Homeland Security Secretary Kristi Noem wrote a letter to Harvard University on Friday barring it from enrolling international students and ordering current international students to transfer elsewhere. The letter comes as an escalation of the current conflict between President Donald Trump and Harvard, which started when Harvard first refused to comply with a list of demands sent by the Trump administration, resulting in a $2 billion cut in funding. The administration’s goals were to root out what it sees as widespread antisemitism, while Harvard accused the administration of infringing on academic freedom. Trump has threatened Harvard with cutting another $3 billion in federal grants, and redirecting them to trade schools, saying the university has been "very slow" to supply a list of foreign students.
Trump’s battle with Harvard is part of a larger push led by the Trump administration to reorder the American educational system, including dismantling the Department of Education and cutting federal funding for research.
Some voices on the left described the Trump administration’s actions against Harvard as “illogical and deranged,” while some on the right called for them to be repeated for all other federally funded institutions. Across the spectrum, though, some argued that while elite colleges’ funding does need to be called into question, the way of which the Trump administration is executing it is unethical.
A Vox (Left) opinion read, “If the Trump administration expands its scorched-earth student visa strategy beyond Harvard, it won’t just be the liberal enclaves and snooty college towns that suffer. Communities across the country will feel the hurt, urban and rural, in red states and blue… And if international students stop coming to the US, it will be a catastrophe for American leadership in science and technology.”
A writer for National Review Opinion (Right) argued, “The real debate shouldn’t be over whether Harvard should keep its tax exemption. The real discussion should be about whether we should move to abolish all federal, state, and local tax exemptions for nonprofits — thus allowing us to cut taxes for all of us, without hurting charitable contributions.”
An article in The New York Times Opinion (Left) by Harvard professor Steven Pinker stated, “The nation desperately needs this sense of proportionality in dealing with its educational and cultural institutions. Harvard, as I am among the first to point out, has serious ailments… But Harvard is an intricate system that developed over centuries and constantly has to grapple with competing and unexpected challenges. The appropriate treatment (as with other imperfect institutions) is to diagnose which parts need which remedies, not to cut its carotid and watch it bleed out.”
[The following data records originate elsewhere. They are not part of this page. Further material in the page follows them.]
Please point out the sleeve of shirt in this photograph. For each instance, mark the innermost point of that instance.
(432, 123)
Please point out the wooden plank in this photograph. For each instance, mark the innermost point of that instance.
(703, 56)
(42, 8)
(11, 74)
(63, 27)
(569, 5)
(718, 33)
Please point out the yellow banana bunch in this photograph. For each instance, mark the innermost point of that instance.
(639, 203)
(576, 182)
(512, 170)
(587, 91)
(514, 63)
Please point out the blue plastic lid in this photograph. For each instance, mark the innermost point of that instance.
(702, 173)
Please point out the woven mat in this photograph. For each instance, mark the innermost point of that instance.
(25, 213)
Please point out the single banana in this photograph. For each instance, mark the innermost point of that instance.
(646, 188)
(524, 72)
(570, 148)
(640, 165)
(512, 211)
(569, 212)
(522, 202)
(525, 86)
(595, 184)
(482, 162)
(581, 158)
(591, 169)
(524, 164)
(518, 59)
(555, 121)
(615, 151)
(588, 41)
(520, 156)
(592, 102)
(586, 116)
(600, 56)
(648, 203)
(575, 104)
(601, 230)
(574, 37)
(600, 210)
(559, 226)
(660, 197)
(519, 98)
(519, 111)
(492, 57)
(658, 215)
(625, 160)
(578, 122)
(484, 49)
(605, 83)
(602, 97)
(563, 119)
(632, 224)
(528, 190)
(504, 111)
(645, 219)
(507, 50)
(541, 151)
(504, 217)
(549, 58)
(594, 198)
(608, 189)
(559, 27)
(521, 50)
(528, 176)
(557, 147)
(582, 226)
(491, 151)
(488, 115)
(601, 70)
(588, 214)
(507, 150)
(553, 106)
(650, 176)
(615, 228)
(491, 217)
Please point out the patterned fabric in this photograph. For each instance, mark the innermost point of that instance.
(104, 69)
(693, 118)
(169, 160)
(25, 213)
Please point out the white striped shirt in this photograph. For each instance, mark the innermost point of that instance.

A writer for The Dispatch (Lean Right) said, “No major research university has ever lost its ability to enroll international students, for political or any other reasons, and if established, the precedent suggests any future administration could hold international programs hostage to compel compliance with ideological demands… if administrative agencies can revoke operating licenses to compel ideological conformity, similar tactics could extend to hospitals, research facilities, or any institution dependent on federal certification.”